Pérola em sessão de estimulação visual na Fundação Altino Ventura, em Recife

As viagens de Pérola

Moradora de Betânia, cidade no sertão pernambucano, menina precisa viajar 400 quilômetros para fazer tratamento, e ainda enfrenta a recusa da prefeitura em fornecer o transporte

Pérola tinha dois dias de vida quando os médicos descobriram que a infecção pelo vírus zika tinha prejudicado também os dois olhinhos da menina. Não bastasse ser uma das vítimas da microcefalia, confirmada pelos 30 centímetros de perímetro cefálico medidos logo após seu nascimento, em setembro de 2015, a bebê gordinha de cabelos arrepiados receberia meses depois o diagnóstico de hipermetropia, fotofobia e baixa visão. Teria que, desde cedo, usar óculos e passar por sessões de estimulação visual.

Mas para a dona de casa Marcione Gomes da Rocha, de 29 anos, pior do que descobrir que a filha pouco enxergava foi perceber que, até hoje, um ano depois do parto de Pérola, quem tinha a obrigação de se importar com a menina finge não vê-la.

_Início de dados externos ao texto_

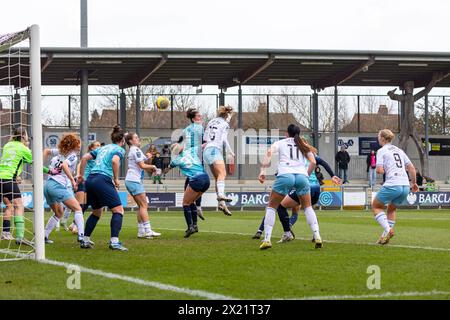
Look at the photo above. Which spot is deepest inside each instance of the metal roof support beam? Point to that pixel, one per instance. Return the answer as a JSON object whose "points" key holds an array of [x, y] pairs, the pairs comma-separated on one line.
{"points": [[84, 109], [140, 78], [248, 74], [424, 81], [47, 62], [240, 128], [336, 126], [138, 110], [123, 120], [315, 112], [344, 75]]}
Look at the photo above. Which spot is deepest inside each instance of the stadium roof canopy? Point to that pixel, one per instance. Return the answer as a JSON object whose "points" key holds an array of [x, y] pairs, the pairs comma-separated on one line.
{"points": [[230, 67]]}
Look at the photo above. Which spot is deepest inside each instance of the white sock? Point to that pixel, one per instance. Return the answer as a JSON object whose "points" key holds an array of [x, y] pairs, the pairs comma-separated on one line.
{"points": [[114, 240], [147, 226], [269, 222], [221, 188], [311, 219], [51, 224], [382, 221], [391, 223], [79, 221], [66, 215]]}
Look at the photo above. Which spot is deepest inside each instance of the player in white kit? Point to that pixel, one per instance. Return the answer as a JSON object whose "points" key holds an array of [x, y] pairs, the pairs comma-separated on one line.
{"points": [[292, 174], [134, 184], [395, 164], [216, 135]]}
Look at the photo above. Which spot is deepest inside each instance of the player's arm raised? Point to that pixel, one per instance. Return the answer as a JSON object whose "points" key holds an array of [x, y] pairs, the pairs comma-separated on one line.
{"points": [[412, 173], [380, 160], [312, 162], [146, 167], [116, 166], [83, 162], [66, 169], [266, 163]]}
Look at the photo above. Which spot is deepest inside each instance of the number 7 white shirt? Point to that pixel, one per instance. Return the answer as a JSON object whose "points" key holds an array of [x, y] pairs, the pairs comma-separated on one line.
{"points": [[290, 159], [394, 161]]}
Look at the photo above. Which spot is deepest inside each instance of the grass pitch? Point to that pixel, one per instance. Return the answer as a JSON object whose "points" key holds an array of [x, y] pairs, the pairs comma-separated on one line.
{"points": [[223, 260]]}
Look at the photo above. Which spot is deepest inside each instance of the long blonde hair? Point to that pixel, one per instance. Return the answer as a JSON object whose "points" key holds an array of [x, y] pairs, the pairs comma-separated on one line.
{"points": [[224, 111], [387, 135]]}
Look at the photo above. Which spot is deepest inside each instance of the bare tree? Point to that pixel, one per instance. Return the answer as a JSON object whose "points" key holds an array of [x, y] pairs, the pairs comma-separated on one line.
{"points": [[408, 129]]}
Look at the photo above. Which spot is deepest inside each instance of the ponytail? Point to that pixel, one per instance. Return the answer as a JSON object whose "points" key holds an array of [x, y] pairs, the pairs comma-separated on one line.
{"points": [[301, 143]]}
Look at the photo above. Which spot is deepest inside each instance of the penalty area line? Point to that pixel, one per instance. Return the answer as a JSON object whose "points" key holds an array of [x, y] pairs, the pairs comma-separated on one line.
{"points": [[138, 281], [375, 296], [325, 241]]}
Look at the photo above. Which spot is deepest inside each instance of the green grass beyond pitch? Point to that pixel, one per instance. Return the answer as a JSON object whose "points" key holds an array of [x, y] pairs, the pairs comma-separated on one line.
{"points": [[223, 259]]}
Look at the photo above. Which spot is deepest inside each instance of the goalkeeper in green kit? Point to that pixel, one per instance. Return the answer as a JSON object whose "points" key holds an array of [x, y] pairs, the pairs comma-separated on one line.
{"points": [[15, 153]]}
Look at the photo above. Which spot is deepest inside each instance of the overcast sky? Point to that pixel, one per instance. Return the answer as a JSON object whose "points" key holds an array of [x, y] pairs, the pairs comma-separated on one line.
{"points": [[326, 24]]}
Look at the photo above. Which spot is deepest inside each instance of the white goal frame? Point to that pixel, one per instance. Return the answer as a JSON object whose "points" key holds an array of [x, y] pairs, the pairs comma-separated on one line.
{"points": [[36, 111]]}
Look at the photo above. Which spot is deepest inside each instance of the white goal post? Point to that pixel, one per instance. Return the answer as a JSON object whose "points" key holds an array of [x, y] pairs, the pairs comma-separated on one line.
{"points": [[38, 178]]}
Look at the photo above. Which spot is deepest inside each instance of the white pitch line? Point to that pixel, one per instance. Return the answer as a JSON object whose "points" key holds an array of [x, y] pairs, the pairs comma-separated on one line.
{"points": [[381, 295], [153, 284], [329, 241]]}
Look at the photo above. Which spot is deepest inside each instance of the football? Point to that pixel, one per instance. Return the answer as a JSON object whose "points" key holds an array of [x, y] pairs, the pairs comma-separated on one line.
{"points": [[162, 103]]}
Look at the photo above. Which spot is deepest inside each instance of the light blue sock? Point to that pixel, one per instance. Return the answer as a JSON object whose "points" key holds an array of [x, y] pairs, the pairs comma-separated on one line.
{"points": [[293, 219]]}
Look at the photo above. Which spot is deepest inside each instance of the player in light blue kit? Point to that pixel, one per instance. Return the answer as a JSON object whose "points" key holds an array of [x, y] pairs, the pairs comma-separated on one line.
{"points": [[59, 188], [135, 186], [102, 185], [191, 166], [192, 138], [395, 164]]}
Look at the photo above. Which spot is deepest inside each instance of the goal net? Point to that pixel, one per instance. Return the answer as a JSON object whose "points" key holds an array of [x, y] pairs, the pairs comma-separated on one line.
{"points": [[21, 178]]}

Conheça os efeitos da infecção por zika na saúde da criança

A bebê parece ficar invisível toda terça-feira. É justamente quando ela precisa do transporte para levá-la de Betânia, cidade do sertão pernambucano onde a menina mora com os pais e os dois irmãos, até Recife, onde ela passa pelo tratamento de reabilitação necessário para minimizar os danos provocados pelo zika. Quatrocentos quilômetros separam as duas cidades.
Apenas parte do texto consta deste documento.